VMware, Inc., an American cloud computing and virtualization technology company, is advising its vCenter users to immediately update vCenter Server versions 6.5, 6.7, and 7.0 following the discovery of a serious remote code execution (RCE) flaw in the Virtual SAN Health Check plug-in.
The most urgent is CVE-2021-21985, which is connected to a remote code execution flaw in a vSAN plugin authorized by default in vCenter that a threat actor could employ to perform whatever they wanted on the underlying host machine. If provided, they can access port 443.
Since the vSAN plugin is authorized by default all the users can become victims, even the ones who don’t utilize it.
The company provided more information about the issue in a press release:
The vSphere Client (HTML5) contains a remote code execution vulnerability due to lack of input validation in the Virtual SAN Health Check plug-in which is enabled by default in vCenter Server.
VMware said that a remote code execution (RCE) vulnerability is where a cybercriminal who can reach the impacted software over the network can perform commands on it and avoid the security controls in place.
This leaves perimeter firewall controls, and vCenter Server VAMI firewall controls, as the last line of defense against this problem until it is fixed.
Organizations who have placed their vCenter Servers on networks that are directly accessible from the internet may not have that line of defense and should audit their systems for compromise,” the company states.
They should also take steps to implement more perimeter security controls (firewalls, ACLs, etc.) on the management interfaces of their infrastructure.

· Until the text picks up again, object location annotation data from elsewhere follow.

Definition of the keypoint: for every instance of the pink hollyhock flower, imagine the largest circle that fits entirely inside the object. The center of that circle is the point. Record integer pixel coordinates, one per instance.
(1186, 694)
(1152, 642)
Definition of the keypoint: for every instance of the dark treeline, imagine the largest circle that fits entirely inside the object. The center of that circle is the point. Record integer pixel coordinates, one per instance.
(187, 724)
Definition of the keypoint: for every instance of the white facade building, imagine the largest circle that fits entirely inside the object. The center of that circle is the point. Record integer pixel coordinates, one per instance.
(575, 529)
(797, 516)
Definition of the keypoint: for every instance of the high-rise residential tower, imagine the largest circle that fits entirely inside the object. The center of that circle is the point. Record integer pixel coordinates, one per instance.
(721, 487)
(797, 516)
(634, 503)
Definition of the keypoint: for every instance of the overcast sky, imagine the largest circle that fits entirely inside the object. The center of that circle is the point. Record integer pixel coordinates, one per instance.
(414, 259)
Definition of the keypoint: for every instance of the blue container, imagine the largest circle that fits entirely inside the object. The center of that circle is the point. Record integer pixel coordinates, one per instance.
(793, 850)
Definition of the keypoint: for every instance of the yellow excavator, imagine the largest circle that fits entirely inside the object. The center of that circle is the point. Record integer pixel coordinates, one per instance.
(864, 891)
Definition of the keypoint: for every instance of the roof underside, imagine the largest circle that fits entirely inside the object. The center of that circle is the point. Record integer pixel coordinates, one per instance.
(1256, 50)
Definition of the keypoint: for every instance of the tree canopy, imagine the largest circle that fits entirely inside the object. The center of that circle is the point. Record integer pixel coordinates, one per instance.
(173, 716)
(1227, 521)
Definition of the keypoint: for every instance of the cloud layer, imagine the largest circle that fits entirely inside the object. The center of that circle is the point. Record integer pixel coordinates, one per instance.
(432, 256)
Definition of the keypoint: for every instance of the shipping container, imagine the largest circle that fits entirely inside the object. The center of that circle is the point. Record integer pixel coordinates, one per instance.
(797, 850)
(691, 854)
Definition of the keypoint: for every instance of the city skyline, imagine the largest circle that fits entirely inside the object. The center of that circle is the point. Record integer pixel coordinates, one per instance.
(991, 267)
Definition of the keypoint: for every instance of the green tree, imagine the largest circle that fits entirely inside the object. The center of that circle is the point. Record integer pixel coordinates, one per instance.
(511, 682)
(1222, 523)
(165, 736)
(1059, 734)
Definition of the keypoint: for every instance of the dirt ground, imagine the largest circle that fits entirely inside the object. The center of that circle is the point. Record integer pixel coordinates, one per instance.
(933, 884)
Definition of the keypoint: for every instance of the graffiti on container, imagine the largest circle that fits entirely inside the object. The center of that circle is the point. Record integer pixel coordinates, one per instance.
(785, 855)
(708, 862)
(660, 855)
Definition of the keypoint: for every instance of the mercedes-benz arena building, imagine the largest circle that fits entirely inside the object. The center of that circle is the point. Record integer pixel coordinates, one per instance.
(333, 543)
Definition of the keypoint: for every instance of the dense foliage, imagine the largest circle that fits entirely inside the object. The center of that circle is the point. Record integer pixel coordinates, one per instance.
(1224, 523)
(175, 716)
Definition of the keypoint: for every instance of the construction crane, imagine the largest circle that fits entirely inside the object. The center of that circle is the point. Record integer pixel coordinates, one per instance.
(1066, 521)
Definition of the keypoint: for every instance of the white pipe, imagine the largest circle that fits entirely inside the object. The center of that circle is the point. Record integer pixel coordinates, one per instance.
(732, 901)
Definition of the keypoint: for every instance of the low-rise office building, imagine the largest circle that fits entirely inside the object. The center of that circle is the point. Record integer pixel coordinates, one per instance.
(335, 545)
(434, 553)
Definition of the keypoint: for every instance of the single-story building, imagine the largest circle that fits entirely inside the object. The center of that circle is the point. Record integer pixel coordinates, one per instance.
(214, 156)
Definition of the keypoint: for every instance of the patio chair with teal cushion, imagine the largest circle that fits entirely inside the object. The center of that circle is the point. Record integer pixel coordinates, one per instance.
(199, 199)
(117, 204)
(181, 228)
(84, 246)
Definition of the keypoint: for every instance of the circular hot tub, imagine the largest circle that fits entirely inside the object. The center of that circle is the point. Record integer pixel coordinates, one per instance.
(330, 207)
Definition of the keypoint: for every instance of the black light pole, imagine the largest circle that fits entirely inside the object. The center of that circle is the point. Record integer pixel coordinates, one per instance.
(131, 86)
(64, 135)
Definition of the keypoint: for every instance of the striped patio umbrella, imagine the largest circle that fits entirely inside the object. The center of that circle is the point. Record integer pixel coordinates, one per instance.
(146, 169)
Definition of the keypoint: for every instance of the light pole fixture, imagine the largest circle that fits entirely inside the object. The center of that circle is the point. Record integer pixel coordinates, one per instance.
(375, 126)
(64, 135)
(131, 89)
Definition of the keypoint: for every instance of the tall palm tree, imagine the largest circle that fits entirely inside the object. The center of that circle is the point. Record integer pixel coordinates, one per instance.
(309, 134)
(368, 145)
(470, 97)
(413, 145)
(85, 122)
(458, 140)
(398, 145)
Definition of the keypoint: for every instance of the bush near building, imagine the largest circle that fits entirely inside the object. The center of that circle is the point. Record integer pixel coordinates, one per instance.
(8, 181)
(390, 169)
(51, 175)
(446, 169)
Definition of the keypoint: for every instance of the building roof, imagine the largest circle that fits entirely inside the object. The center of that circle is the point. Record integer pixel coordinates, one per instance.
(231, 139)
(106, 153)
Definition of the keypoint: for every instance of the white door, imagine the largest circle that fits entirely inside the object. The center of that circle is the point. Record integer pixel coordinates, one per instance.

In order to mend the problem, VMware urges customers to update vCenter and also provides instructions on how to deactivate vCenter Server plugins.
While vSAN will continue operating, manageability and monitoring are not possible while the plugin is disabled. A customer who is using vSAN should only consider disabling the plugin for short periods of time, if at all.
vCenter Server is an advanced server management software that provides a centralized platform for controlling vSphere environments for visibility across hybrid clouds.
VMware warns about ransomware attackers who have repeatedly shown us that they can and will compromise corporate networks while patiently waiting for a new vulnerability to attack from inside a network.
This is not unique to VMware products, but it does inform our suggestions here. Organizations may want to consider additional security controls and isolation between their IT infrastructure and other corporate networks as part of an effort to implement modern zero-trust security strategies.
VMware also patched a medium severity authentication mechanism issue tracked as CVE-2021-21986 that would enable a threat actor to execute actions allowed by plugins without authentication.
Earlier this year, a pair of ESXi vulnerabilities were being used by ransomware gangs to acquire control of virtual machines and encrypt virtual hard drives.